Questions: Valency-Changing Operations

5 questions to test your understanding

Score: 0 / 5
Question 1 Multiple Choice

In Turkish, an intransitive verb meaning 'the ice melted' becomes 'she melted the ice' by adding a causativization suffix. What has changed about the verb's argument structure?

AThe Theme argument (ice) was replaced by an Agent (she), leaving the total valency unchanged
BAn external Causer (she) was added while the original Theme (ice) was preserved, increasing valency by one
CThe event changed from spontaneous melting to a different event of controlled heating
DThe verb acquired passive morphology, which demoted the original subject to an oblique
Question 2 Multiple Choice

Passivizing 'The thief broke the window' yields 'The window was broken by the thief.' What happens to the Agent argument?
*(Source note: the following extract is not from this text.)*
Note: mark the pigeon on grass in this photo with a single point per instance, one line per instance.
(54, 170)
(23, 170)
AThe Agent is eliminated from the sentence's meaning — in the passive, there is no agent
BThe Agent is promoted to an additional grammatical object alongside the Theme
CThe Agent is demoted from obligatory subject to an optional oblique (the by-phrase), which can be suppressed entirely
DThe Agent and Theme swap positions with no change in their semantic or grammatical prominence
Question 3 True / False

A valency-changing operation can produce a sentence describing the same event as the base sentence but with a different number of grammatical arguments.

TTrue
FFalse
Question 4 True / False

When a sentence is passivized, the event being described changes — the passive describes an event in which no agent caused the action.

TTrue
FFalse
Question 5 Short Answer

Explain the two-layer architecture of argument structure and how valency-changing operations work within it.